新作坊

新作坊 Humanity Innovation and Social Practice

Globalizing Local Identity: Hong Kong Style Yumcha in Australia

摘要:

       This paper examines the practice of yumcha among Chinese in Sydney. As a generic term imported into the city, yumcha has gone beyond its basic form of food consumption, and has been widely used as occasions of reinforcing family, business and other forms of social relations. More importantly, it is constructed in popular discourse as a symbol of Hong Kong culture, vaguely defined. Yumcha has become one of the most important means for the Chinese in Sydney in their attempt to identify themselves with Hong Kong the metropolis. It is observed that whether in time-space, form and stucture, yumcha here imitates the Hong Kong genre.

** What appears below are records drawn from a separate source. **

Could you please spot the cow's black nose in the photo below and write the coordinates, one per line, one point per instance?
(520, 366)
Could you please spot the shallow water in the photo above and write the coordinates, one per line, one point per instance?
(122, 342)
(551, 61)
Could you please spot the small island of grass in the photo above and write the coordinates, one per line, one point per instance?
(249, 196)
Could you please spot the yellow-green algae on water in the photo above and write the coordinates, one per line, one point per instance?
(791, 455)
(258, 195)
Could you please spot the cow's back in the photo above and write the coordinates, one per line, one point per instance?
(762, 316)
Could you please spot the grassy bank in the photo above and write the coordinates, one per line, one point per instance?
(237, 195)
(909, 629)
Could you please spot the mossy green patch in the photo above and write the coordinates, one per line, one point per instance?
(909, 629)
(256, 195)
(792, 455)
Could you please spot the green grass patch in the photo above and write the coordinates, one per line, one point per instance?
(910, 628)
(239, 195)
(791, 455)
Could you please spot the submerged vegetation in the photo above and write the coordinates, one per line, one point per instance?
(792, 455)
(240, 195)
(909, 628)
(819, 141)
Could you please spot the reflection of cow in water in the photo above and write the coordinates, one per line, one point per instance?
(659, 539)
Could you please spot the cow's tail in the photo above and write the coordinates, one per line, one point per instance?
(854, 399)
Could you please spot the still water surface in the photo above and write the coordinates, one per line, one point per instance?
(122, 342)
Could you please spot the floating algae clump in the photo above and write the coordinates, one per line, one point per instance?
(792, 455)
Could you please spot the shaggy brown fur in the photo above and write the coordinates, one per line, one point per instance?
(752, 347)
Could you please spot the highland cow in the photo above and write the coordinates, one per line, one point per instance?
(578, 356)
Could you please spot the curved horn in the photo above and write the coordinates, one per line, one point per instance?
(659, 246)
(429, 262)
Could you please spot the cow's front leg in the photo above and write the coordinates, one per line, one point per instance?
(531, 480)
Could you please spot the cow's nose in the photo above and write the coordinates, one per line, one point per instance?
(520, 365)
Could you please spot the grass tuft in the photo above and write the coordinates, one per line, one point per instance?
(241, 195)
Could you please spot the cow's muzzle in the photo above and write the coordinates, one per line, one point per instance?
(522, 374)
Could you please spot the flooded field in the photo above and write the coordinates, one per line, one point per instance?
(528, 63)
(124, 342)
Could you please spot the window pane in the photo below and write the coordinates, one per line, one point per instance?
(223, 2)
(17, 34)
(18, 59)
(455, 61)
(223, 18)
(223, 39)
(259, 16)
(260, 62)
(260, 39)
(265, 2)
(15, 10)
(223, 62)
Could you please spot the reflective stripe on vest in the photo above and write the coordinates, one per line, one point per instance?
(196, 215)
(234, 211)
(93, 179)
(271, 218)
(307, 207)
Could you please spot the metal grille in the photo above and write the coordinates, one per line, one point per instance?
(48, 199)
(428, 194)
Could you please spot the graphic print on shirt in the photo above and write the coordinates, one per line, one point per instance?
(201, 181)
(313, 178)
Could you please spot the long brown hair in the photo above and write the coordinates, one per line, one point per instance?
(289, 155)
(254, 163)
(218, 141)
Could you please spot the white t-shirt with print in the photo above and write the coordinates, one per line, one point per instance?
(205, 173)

For many, especially those who originated from Hong Kong, "Hong Kong style yunwha"(gongsik yumcha) becomes the archetypal institution that re-creates for them a Hong Kong outside of Hong Kong, and extends their local heunggongyan identity globally along with the Hong Kong diaspora. This paper traces the forms of eating related to yumcha as practised in Sydney, Australia against the background of immigrant life and mentality. I propose that through participation in the configuration of Hong Kong style yumcha (gongsik yumcha, p: gangshi yincha) and an intertwined set of popular beliefs, recent immigrants from Hong Kong put their insistence on a heunggongyan ("Hong Kong people", p: xianggangren) identity into everyday praxis. Such practice resulted in the globalization of a local identity as it established a sense of a diasporic Hong Kong community in Sydney that was linked in multiple networks with Hong Kong the parent culture. These everyday praxes of Hong Kong immigrants constitute part of a global neo-Cantonese culture with Hong Kong as the center. In the process of globalization, ironically the metropolitan Hong Kong identity that was characterized as inclusive and open to change, became transformed into an exclusive and enduring tradition to be preserved and guarded. This paper is based on ethnographic fieldwork conducted between July 1996 and July 1997. Observations were done in Chinese restaurants mainly in metropolitan Sydney. I also interviewed immigrant families from Hong Kong. most of whom arrived after 1990, and took part in their family activities. Hong Kong style Cantonese dotted with English remained the lingua franca throughout fieldwork.